Sunday, July 18, 2010
The #PinotNoir twitter tasting is behind us. It took me 3 days to recover and gather my thoughts, purge my fingers of excessive hashtag residue, and wring out my liver.
First off: congratulations to the Willamette Valley, the 2010 Grand Champion. No question that the wines coming out of Oregon are spectacular, and the support garnered was no shock to this guy. To this end, all Oregon bloggers, wineries, supporters, etc. have earned the right to place this decidedly tacky, yet impressive medal of achievement on their sites. Link to it and download HERE, at the risk of your winery, your blog, or your wine-centric website losing all credibility from the "serious" wine aficionados. If this shows up on Matt Kramer's facebook page, then I know wine- as a whole- has jumped the shark.
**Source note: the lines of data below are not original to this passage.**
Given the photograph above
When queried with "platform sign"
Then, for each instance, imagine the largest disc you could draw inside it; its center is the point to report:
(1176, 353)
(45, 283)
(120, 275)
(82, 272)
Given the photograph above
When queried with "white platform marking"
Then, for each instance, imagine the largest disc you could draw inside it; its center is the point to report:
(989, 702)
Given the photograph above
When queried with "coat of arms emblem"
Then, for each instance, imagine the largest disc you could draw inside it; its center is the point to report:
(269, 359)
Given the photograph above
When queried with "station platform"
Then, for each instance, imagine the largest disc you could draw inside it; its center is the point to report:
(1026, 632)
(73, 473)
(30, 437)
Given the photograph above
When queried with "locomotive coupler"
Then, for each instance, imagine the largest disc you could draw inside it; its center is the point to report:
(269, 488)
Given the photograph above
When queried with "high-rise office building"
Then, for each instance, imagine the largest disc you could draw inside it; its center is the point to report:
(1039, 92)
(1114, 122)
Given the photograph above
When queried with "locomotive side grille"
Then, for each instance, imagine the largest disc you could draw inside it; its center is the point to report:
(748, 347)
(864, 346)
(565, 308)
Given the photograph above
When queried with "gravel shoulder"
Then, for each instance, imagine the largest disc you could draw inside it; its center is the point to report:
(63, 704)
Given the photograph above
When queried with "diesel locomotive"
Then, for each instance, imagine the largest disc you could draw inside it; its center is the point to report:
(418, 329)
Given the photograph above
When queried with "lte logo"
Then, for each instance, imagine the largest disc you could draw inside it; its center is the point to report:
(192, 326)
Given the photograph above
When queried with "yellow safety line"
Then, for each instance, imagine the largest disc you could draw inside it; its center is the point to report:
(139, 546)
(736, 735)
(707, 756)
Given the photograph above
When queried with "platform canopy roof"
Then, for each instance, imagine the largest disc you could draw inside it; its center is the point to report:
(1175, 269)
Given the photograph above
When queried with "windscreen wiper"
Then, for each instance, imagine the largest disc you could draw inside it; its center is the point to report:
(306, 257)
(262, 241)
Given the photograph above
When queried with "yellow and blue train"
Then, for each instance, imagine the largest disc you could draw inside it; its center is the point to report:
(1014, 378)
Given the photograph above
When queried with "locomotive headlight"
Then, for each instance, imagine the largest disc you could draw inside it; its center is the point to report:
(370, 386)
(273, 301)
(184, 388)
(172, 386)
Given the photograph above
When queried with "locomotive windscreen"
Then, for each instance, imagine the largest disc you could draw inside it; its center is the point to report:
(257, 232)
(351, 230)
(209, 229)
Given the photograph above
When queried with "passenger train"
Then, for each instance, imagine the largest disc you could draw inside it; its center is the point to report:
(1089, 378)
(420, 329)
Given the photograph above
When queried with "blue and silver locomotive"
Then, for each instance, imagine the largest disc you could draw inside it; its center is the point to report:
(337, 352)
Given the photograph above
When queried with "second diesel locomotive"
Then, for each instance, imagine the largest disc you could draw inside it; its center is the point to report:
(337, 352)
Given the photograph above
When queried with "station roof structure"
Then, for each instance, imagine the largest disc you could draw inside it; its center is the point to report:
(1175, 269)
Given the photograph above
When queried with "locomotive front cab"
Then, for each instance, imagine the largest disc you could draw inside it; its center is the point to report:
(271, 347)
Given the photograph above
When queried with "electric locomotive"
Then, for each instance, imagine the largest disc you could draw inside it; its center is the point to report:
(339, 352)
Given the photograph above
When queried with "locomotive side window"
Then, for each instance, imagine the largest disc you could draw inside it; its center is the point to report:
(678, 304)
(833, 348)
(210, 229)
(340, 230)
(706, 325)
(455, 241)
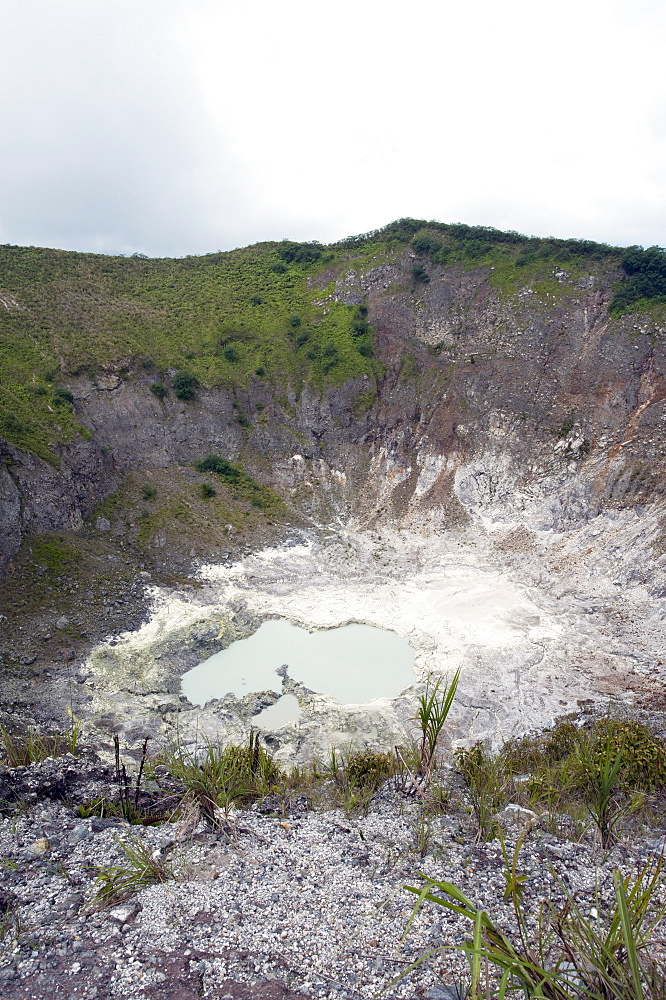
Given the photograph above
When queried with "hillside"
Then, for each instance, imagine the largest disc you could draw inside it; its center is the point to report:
(422, 396)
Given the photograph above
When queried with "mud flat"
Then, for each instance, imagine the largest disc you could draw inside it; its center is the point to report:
(536, 629)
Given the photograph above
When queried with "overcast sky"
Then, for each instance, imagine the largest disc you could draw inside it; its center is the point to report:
(174, 127)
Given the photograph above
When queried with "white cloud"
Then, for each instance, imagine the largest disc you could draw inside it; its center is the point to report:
(172, 127)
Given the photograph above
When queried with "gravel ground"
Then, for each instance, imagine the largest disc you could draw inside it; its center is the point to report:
(312, 902)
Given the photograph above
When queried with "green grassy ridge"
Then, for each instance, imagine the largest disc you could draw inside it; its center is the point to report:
(228, 318)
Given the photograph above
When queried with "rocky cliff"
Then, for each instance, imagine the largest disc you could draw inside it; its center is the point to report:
(513, 392)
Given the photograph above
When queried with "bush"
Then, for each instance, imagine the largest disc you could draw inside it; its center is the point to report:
(646, 270)
(247, 488)
(184, 385)
(159, 389)
(426, 245)
(62, 397)
(300, 253)
(419, 274)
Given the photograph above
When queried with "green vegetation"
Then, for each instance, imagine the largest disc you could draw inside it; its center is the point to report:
(572, 954)
(219, 319)
(216, 777)
(646, 271)
(609, 773)
(230, 318)
(242, 485)
(433, 709)
(184, 385)
(141, 869)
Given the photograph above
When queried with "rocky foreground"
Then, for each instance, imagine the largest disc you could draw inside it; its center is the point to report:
(281, 899)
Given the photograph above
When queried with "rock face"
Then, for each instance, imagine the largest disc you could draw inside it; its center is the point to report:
(533, 406)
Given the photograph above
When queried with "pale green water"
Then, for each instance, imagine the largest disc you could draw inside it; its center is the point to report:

In the wake of the whole event, after soaking in the experience of our live Atlanta event, watching the hyperactive Twitter feed like a scrolling marquee, and digesting Ed Thrall's analysis of the worldwide tasting, I've come to a few conclusions:
1) The whole "live event + tweeting" thing is cool, unless you're working at the event. Okay, I still had a lot of fun, but it was very difficult to interact with everyone to the level I wanted to on the Twitters while pouring wine for 80+ ravenous Pinotphiles. As one of the "hosts" of this worldwide Twitter tasting, I feel I should have engaged more people. Maybe I'm not good enough at multitasking. Homo sapiens has a large brain and 2 arms. The common octopus has a small brain and 8 arms. The ironing is delicious.
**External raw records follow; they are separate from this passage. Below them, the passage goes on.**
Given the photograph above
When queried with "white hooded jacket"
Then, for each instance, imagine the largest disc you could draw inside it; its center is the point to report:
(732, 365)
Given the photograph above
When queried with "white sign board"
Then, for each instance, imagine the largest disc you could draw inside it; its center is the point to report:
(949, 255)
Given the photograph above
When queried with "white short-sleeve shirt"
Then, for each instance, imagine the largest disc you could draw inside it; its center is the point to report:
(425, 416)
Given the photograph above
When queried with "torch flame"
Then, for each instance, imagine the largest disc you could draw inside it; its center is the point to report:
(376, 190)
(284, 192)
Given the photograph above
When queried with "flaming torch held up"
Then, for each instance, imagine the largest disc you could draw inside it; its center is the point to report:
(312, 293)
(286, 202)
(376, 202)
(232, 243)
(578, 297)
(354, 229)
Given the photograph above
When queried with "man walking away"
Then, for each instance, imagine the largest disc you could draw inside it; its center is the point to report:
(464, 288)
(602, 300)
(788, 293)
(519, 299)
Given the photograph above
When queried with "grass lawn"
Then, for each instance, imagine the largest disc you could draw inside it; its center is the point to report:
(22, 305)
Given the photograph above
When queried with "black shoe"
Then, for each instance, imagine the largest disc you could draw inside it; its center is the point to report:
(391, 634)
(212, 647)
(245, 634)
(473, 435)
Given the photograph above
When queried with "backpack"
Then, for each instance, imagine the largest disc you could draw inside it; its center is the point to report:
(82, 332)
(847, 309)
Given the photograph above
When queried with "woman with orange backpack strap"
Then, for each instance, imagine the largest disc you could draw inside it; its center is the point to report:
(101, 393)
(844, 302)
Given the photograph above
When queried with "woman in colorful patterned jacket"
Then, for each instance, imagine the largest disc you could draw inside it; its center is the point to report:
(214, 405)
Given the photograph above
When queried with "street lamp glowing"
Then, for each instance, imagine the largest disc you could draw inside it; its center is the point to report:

2) People love Pinot Noir and Social Media...to the tune of more than 300 unique participants and over 2000 tweets- in the span of two hours. These numbers exclude the probable hundreds of folks who participated in live events and did not tweet. I'm not much of an egghead, but Ed Thralls did a great job breaking everything down on his site.
3) The Kiwis are awesome. Despite the live event running from noon to 2 PM- on a workday- in New Zealand (some may call that "business time"), those krazy kiwis made a hard push and ended up 2nd in the standings, only behind Willamette Valley. Not bad for a country where sheep outnumber people. Oh, and they make some mighty fine Pinot as well. I really hope folks go out and seek the efforts from Marlborough, Martinborough, Nelson, Waipara/Canterbury, and especially Central Otago.
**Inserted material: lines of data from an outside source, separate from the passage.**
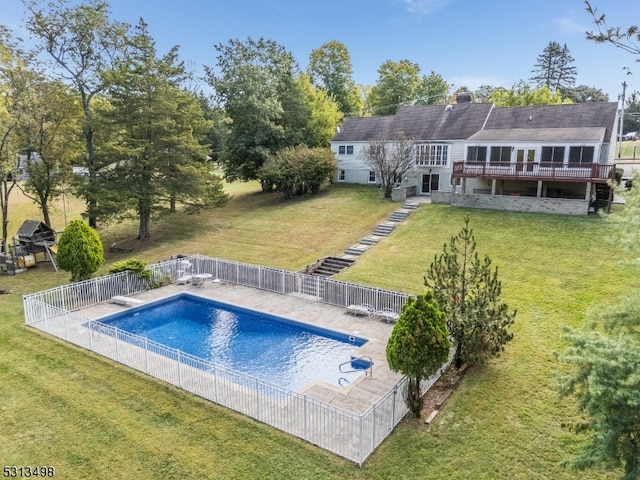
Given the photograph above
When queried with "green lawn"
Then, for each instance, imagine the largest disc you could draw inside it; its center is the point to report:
(91, 418)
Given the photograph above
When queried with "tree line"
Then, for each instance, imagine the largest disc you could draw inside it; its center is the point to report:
(97, 94)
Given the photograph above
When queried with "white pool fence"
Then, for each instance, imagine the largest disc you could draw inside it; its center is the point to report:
(344, 433)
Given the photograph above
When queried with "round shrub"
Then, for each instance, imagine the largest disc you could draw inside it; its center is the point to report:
(80, 251)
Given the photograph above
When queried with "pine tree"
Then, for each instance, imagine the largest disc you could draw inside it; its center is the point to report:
(554, 68)
(419, 344)
(468, 291)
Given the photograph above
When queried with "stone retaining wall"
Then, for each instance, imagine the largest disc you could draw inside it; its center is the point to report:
(521, 204)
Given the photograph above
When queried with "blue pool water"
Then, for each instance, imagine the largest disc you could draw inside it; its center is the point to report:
(280, 351)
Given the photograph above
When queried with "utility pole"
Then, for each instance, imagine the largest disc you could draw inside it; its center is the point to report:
(623, 98)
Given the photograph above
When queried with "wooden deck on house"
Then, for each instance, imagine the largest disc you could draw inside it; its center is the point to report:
(546, 171)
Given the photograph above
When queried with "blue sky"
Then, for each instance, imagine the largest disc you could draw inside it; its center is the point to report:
(468, 42)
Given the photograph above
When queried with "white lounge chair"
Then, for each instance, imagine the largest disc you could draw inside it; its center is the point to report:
(122, 300)
(386, 314)
(362, 309)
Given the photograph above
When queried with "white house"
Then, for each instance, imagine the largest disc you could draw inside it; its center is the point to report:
(552, 158)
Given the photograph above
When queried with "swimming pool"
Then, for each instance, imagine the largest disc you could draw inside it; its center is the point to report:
(280, 351)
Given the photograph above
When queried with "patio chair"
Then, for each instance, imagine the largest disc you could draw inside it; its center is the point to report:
(362, 309)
4) Price tag simply has to affect perception. By far, the top pick from paper votes at our live event was the 2008 Belle Glos Las Alturas SLH Pinot Noir. Coincidentally, it was also one of the most expensive. I know I'm probably as guilty as anyone to see the price and think, "well, this MUST be good," but I wonder if it would've been the "hands down" favorite if retail prices had not been on display. Personally, I thought there were better wines there for nearly half the price. Hmm. "Suburban Psychologist" blog pending...
5) There are still some diamonds in the rough. While Willamette, Los Carneros, Russian River, Burgundy, etc. dominated the volume of hashtags, I saw tweets for #RV (Rogue Valley, OR), #SA (South Africa), and #BC (British Columbia). I can't say what the "next big region" for Pinot Noir will be, but I look forward to digging into examples from non-traditional (at least from the American perspective) vineyard areas around the world.
6) Oregon bands together. I feel like Sonoma County could've taken this thing; there are great examples coming from the Sonoma Coast AVA and Russian River, among others. However, I suppose a fierce defense of terroir caused splintering of the clans. In fact, Green Valley- a sub-AVA of the Russian River AVA- supporters requested a separate hashtag. Willamette, on the other hand, stuck to one hashtag. Although individual ones were set up for McMinnville, Yamhill-Carlton, Dundee Hills, Ribbon Ridge, Eola-Amity Hills, and the Chehelam Mountains, the wily nor'westers stuck with a unified vote, and they ran away with it. Maybe there's a sense of unity that can only be fostered by those who made it through certain dysentery-related death on the Oregon Trail.
7) I'm giving Pinot Noir another shot. I'm a notorious skeptic of Pinot. I think Elizabeth from Wine for Normal People mirrors my thoughts better than me being repetitive. But after tasting some great juice in Willamette recently, along with several fine examples at the Atlanta tasting, I'll quit being such a curmudgeon and tuck in.